Sou Responsável pela Guerra ou pela Paz!

 

 

Sou responsável pela Guerra...

Sou responsável pela Paz...

Quando orgulhosamente faço uso da minha inteligência para prejudicar o meu semelhante.

Quando menosprezo as opiniões alheias que diferem das minhas próprias.

Quando desrespeito os direitos alheios.

Quando cobiço aquilo que uma outra pessoa conseguiu honestamente.

Quando abuso da minha superioridade de posição privando outros de sua oportunidade para progredir.

Se considero apenas a mim próprio e a meus parentes pessoas privilegiadas.

Quando me concedo direitos para monopolizar recursos naturais.

Se acredito que outras pessoas devem pensar e viver da mesma maneira que eu.

Quando penso que sucesso na vida depende exclusivamente do poder da fama e da riqueza.

Quando penso que a mente das pessoas deve ser dominada pela força e não educada pela razão.

Se acredito que o deus de minha concepção é aquele em que os outros devem acreditar.

Quando penso que o país em que nasce o indivíduo deve ser necessariamente o lugar onde ele tem de viver.

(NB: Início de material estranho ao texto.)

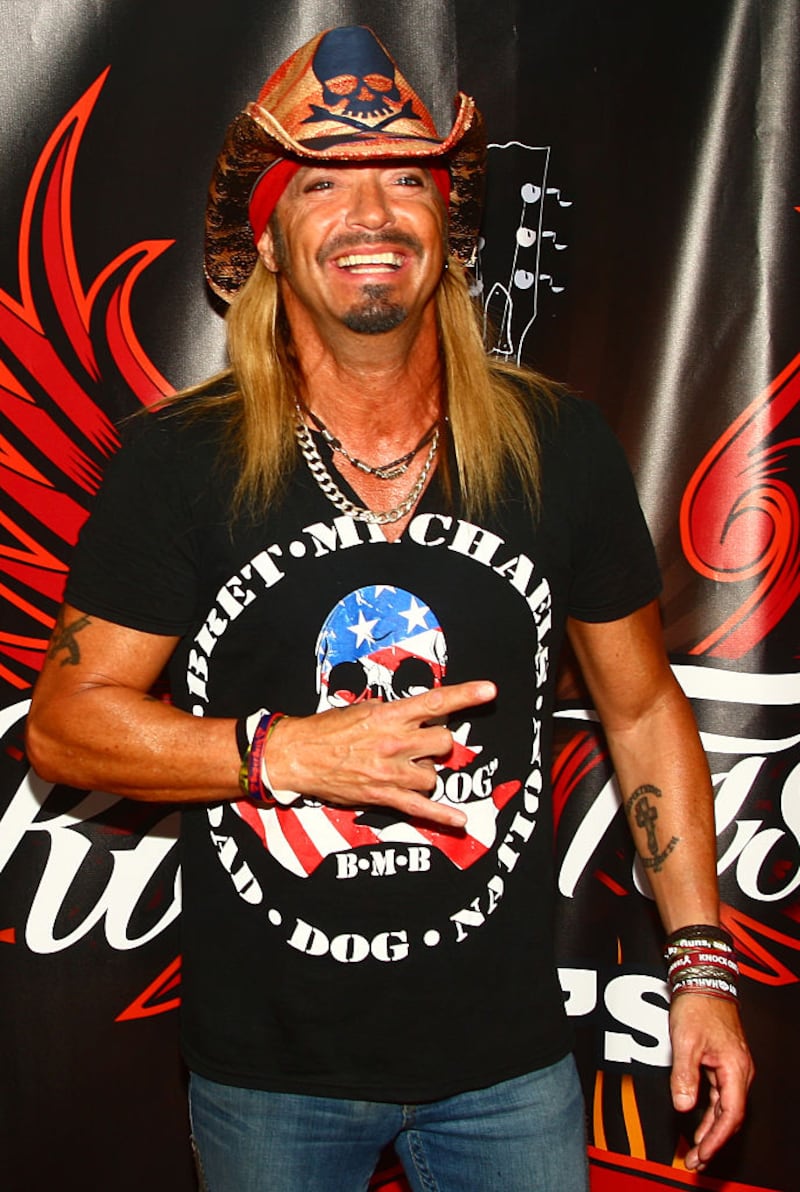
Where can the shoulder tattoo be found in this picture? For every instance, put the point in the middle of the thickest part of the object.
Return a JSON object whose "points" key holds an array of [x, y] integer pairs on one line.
{"points": [[64, 638]]}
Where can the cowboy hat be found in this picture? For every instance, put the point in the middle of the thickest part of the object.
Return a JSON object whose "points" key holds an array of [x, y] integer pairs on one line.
{"points": [[340, 98]]}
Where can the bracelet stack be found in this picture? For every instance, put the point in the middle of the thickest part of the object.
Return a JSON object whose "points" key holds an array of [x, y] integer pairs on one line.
{"points": [[701, 960], [254, 732]]}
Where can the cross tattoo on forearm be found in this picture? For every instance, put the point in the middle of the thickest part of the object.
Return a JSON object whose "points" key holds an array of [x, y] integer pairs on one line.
{"points": [[644, 815]]}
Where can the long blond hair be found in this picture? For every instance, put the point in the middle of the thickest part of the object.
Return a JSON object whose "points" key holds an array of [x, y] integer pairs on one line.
{"points": [[490, 404]]}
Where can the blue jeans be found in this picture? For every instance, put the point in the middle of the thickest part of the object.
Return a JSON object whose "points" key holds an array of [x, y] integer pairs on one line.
{"points": [[522, 1135]]}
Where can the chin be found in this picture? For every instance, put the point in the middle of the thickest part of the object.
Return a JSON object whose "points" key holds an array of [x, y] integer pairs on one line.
{"points": [[374, 315]]}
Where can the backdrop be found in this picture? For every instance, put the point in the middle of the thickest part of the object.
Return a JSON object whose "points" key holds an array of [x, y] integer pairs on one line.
{"points": [[640, 242]]}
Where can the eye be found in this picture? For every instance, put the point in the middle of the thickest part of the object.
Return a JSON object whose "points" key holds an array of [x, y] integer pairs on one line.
{"points": [[346, 683], [413, 677], [342, 85], [322, 182]]}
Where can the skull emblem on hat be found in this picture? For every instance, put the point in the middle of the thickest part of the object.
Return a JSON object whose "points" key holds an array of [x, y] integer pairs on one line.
{"points": [[378, 644], [355, 70]]}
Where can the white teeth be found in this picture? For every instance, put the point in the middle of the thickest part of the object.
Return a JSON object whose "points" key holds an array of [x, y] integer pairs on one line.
{"points": [[369, 259]]}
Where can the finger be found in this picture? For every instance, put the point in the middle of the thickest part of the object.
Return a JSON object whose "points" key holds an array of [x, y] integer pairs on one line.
{"points": [[684, 1082], [726, 1116], [421, 807], [444, 701]]}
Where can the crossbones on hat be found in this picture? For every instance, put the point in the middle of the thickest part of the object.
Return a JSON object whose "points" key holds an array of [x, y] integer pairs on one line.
{"points": [[340, 98]]}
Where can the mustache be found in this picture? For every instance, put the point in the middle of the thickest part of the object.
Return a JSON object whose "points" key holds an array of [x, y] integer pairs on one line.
{"points": [[345, 241]]}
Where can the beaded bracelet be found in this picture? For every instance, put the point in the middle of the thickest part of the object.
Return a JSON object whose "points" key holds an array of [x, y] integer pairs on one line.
{"points": [[252, 775], [701, 960]]}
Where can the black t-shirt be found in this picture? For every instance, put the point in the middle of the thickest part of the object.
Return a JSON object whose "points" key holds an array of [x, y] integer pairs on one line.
{"points": [[345, 953]]}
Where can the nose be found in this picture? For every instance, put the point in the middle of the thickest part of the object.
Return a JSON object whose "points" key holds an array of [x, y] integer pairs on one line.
{"points": [[370, 206]]}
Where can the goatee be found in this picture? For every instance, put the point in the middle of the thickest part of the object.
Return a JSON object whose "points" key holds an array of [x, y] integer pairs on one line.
{"points": [[374, 314]]}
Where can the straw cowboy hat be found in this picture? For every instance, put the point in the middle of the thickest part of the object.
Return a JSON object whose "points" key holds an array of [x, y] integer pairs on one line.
{"points": [[340, 98]]}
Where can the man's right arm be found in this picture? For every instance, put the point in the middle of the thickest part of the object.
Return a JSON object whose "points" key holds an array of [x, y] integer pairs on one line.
{"points": [[93, 724]]}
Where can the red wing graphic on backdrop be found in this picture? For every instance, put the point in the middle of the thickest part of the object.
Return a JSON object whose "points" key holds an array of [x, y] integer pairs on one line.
{"points": [[739, 519], [50, 393], [63, 346], [62, 341]]}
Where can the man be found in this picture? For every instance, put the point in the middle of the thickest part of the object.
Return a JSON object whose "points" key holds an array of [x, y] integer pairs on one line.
{"points": [[359, 552]]}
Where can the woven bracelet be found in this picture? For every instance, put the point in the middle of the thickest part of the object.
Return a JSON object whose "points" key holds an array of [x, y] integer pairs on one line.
{"points": [[701, 960], [258, 728]]}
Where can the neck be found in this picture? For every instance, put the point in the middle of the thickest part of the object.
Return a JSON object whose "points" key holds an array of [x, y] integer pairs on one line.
{"points": [[370, 389]]}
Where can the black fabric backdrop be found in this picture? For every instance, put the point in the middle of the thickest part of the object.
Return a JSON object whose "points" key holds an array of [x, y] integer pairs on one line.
{"points": [[642, 242]]}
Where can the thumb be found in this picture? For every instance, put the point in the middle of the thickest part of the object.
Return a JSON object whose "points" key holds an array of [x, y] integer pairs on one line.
{"points": [[684, 1082]]}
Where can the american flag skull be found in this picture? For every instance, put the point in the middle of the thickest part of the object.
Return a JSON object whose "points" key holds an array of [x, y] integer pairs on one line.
{"points": [[378, 643]]}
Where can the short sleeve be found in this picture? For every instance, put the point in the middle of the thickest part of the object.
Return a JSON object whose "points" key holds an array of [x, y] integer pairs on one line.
{"points": [[134, 563], [614, 565]]}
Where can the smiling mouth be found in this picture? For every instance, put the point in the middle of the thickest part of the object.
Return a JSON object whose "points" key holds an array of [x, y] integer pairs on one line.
{"points": [[366, 262]]}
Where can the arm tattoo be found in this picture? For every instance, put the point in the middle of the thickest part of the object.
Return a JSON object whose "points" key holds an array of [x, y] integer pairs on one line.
{"points": [[644, 814], [64, 638]]}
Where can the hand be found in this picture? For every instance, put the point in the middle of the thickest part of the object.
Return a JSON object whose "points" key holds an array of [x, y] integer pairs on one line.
{"points": [[707, 1035], [373, 752]]}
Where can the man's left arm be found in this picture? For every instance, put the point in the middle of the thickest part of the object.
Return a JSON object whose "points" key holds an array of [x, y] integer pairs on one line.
{"points": [[668, 800]]}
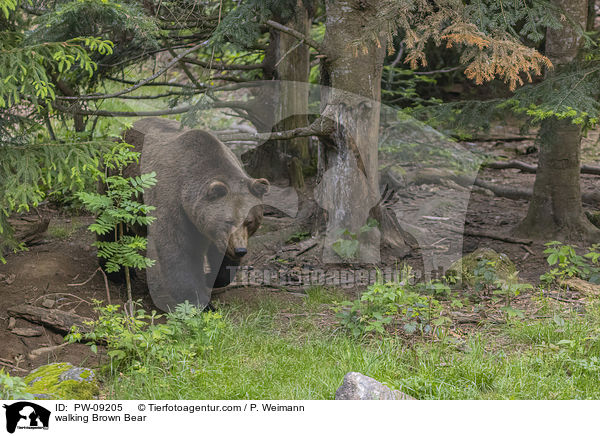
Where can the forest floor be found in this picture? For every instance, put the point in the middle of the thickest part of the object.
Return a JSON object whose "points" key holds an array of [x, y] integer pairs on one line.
{"points": [[46, 272]]}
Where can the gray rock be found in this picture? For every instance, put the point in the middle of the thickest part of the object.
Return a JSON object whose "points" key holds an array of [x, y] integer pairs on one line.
{"points": [[357, 386]]}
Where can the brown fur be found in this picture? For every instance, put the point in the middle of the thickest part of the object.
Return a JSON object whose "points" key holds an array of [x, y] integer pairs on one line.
{"points": [[206, 208]]}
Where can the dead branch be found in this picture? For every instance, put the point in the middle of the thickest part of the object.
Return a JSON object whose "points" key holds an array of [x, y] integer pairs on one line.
{"points": [[222, 65], [88, 280], [54, 318], [488, 235], [140, 83], [8, 365], [532, 169]]}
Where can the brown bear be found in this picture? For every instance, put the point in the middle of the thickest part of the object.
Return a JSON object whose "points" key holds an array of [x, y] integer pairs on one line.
{"points": [[206, 208]]}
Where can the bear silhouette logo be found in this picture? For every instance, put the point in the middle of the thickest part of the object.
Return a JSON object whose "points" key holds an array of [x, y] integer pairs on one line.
{"points": [[26, 415]]}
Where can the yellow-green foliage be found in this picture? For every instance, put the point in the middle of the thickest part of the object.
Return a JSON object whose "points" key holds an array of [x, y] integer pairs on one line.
{"points": [[45, 381], [463, 270]]}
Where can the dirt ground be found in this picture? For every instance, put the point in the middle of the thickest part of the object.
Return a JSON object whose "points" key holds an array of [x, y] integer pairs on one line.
{"points": [[47, 271]]}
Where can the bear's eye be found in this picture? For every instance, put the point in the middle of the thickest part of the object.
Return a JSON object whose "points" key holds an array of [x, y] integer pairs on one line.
{"points": [[217, 190], [259, 187]]}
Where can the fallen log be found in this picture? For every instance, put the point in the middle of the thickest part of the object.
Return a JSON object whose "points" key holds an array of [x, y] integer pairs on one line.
{"points": [[28, 229], [55, 319], [488, 235], [441, 177], [45, 350], [532, 169]]}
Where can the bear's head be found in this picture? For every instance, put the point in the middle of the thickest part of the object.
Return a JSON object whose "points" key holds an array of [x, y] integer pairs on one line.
{"points": [[229, 211]]}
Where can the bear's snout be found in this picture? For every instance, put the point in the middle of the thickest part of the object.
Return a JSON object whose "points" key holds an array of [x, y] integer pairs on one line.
{"points": [[240, 251]]}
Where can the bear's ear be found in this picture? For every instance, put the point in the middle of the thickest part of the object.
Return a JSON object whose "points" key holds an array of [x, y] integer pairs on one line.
{"points": [[217, 190], [259, 187]]}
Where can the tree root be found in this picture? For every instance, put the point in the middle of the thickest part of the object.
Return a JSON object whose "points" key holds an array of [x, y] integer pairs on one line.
{"points": [[441, 177], [532, 169], [487, 235]]}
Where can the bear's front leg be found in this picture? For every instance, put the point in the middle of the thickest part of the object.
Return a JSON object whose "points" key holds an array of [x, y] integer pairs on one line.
{"points": [[178, 274]]}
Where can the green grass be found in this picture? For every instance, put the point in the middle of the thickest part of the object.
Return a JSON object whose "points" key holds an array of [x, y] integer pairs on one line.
{"points": [[63, 230], [259, 354]]}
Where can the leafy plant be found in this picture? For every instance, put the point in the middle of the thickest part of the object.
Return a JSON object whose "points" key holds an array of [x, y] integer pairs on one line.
{"points": [[382, 302], [487, 280], [347, 246], [117, 208], [13, 388], [567, 263], [136, 340]]}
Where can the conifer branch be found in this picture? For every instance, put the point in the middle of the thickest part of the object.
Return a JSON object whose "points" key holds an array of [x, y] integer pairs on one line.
{"points": [[140, 83], [222, 65]]}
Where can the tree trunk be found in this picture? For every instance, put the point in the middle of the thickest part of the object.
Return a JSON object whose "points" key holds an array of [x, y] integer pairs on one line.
{"points": [[349, 187], [555, 211], [288, 61]]}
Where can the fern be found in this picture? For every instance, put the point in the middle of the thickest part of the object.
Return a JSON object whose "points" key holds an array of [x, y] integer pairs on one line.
{"points": [[118, 207]]}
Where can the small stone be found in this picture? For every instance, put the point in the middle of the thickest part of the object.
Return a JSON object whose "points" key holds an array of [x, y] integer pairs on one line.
{"points": [[28, 332], [357, 386], [48, 303]]}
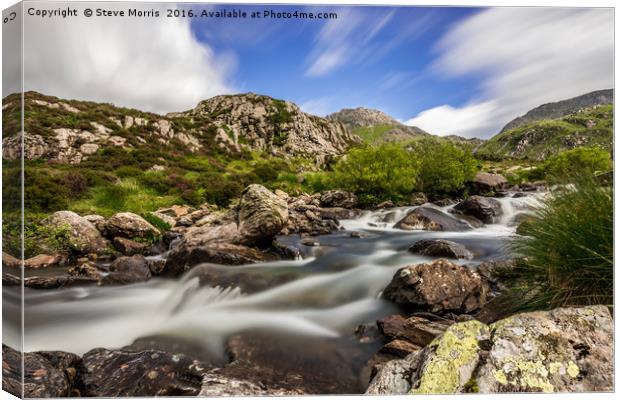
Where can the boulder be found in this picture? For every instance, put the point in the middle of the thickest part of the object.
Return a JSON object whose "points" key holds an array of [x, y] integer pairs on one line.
{"points": [[47, 374], [441, 248], [338, 198], [438, 287], [126, 270], [261, 215], [485, 182], [83, 236], [130, 225], [431, 219], [562, 350], [485, 209], [46, 260], [417, 199], [124, 373], [129, 247]]}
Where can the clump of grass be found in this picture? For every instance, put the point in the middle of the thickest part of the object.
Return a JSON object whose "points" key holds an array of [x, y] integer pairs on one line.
{"points": [[566, 250]]}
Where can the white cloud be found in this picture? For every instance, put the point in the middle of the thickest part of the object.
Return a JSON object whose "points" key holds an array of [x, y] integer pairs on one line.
{"points": [[530, 56], [344, 40], [153, 64]]}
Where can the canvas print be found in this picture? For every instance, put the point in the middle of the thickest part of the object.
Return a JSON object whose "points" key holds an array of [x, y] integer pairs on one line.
{"points": [[207, 199]]}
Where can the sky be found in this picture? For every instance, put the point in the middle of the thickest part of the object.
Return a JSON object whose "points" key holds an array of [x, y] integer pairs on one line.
{"points": [[449, 70]]}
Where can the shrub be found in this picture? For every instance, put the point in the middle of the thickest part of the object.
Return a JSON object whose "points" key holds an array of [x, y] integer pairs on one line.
{"points": [[576, 162], [375, 174], [566, 250], [444, 167]]}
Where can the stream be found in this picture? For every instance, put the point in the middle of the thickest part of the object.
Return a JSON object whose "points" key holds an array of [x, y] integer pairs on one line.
{"points": [[325, 295]]}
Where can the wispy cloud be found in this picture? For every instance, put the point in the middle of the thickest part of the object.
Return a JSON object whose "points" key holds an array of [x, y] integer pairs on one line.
{"points": [[344, 39], [155, 66], [529, 56]]}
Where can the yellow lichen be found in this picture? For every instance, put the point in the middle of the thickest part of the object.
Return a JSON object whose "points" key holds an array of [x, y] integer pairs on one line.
{"points": [[456, 348]]}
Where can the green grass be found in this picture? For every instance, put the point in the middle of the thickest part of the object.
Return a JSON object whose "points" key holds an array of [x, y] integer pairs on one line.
{"points": [[566, 251], [372, 134]]}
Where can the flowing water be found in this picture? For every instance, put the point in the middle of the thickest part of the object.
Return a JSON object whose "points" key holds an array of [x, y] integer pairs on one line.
{"points": [[325, 296]]}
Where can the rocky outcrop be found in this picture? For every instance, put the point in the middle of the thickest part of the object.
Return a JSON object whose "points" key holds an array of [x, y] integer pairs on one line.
{"points": [[485, 209], [441, 248], [47, 374], [431, 219], [124, 373], [130, 225], [82, 235], [563, 350], [439, 287]]}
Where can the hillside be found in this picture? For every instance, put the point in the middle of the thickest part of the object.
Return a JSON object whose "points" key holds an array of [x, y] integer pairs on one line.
{"points": [[374, 126], [538, 140], [71, 131], [562, 108]]}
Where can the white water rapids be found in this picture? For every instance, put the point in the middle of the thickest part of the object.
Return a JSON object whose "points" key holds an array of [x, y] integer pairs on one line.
{"points": [[335, 289]]}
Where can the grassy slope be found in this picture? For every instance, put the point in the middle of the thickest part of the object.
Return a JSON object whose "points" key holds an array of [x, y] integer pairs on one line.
{"points": [[541, 139]]}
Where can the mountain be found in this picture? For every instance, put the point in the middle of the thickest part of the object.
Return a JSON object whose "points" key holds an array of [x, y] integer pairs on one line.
{"points": [[543, 138], [70, 131], [374, 126], [562, 108]]}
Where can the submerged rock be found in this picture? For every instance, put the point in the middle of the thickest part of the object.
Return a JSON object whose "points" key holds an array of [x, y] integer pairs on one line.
{"points": [[441, 248], [563, 350], [431, 219], [46, 374], [438, 287], [123, 373], [83, 236], [485, 209]]}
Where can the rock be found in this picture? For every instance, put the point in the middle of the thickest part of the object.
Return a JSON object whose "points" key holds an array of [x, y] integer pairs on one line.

Se direciono correta e construtivamente os poderes da minha mente.

Se concedo ao meu semelhante o direito pleno de se expressar, de acordo com o seu próprio entendimento das verdades da vida.

 

Se reconheço que os meus direitos cessam quando se iniciam os direitos de outros, e aceito isso como um mínimo indispensável de disciplina.

Se faço uso dos poderes interiores para criar as minhas próprias oportunidades.

Se consigo promover a evolução dos que me cercam, sem considerar ameaçada a minha posição, e entendo que esta é a minha maior fonte de sucesso.

Se compreendo que as Leis Divinas diferem das criadas pelo Homem, e que nenhum direito divino especial é concedido a alguém unicamente por seu berço.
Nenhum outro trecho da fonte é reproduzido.